With 20% of the company’s time invested into independent research and development, and all of the employees encouraged to follow their own threads of innovation, it is no surprise that the architects continue to be at the forefront of the sustainability conversation. Pioneering solutions such as the Hull Vane and FDHF are the result of their intense focus in R&D and the company’s recent involvement in the Dutch government’s Project MENENS programme is yet another example of the commitment to future-proofing the industry.
Van Oossanen became involved with the Project MENENS programme to further the Dutch government’s ambition to have 30 emission free vessels sailing by 2030. Focusing on the use of artificial intelligence and CFD (Computational Fluid Dynamics), Van Oossanen has been working to further optimise the FDHF form, “We are actually already able to achieve the 40 percent reduction in emissions through the application of the Fast Displacement Hull Form XL, which can be applied to both superyachts and commercial vessels.” The company’s aim now is to have emission free yachts sailing by 2030 – they are already well on their way to achieving this goal.
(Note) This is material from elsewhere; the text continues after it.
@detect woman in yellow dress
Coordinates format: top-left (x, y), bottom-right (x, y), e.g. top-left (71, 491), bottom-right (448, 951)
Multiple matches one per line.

While the government has committed to cover 40 percent of the costs of the research, the rest of the funding is being provided by Van Oossanen themselves, a clear demonstration of the company’s commitment to the goal. We asked Niels why Van Oossanen was open to such a major financial commitment. “One of the very interesting things about this project is that there are partners involved working on the entire lifecycle of a vessel, from research to construction, meaning that there are build partners already involved. There are yachting industry shipyards, commercial shipbuilding companies, suppliers and even the Dutch Navy is part of the project. It is vital for us to be able to offer our clients the best possible options for their yachts and we must safeguard those clients interest for the long term, that is our aim.”
Another major focus for the Van Oossanen team over recent years has been the development of methanol as the future alternative fuel for the maritime industry. While much has been said in the media about hydrogen, Van Oossanen and its partners believe that methanol holds the brightest prospect for zero emission propulsion as Niels commented, “methanol has been slightly overlooked in our industry and our aim is to create the technical platform that can be employed for methanol yachts and vessels. In addition, you can produce green methanol from the bi-product of other industries, such as grain, and that adds another cyclical layer into the fuel production-use cycle.”
Both Niels and Perry recognise that the conversation around alternative fuel options, electric, hydrogen and methanol, all face limitations, namely the lack of infrastructure to produce and store the fuel ashore. However, Van Oossanen has dedicated a huge commitment to the development of such systems so that when the infrastructure is in place, they will be ready to engineer vessels that can accommodate methanol and its systems.
The company’s commitment to research and development with methanol is absolutely demonstrative of the wider commitment at Van Oossanen to innovate within the sustainability sphere. Dr. Ir. Peter van Oossanen founded the company to create the most efficient hull form, today that motivation has metastasized into an absolute drive toward efficiency for the purpose of sustainability. This is at the beating heart of Van Oossanen Naval Architects, and we can continue to expect the business to be at the forefront of future innovations in this sphere.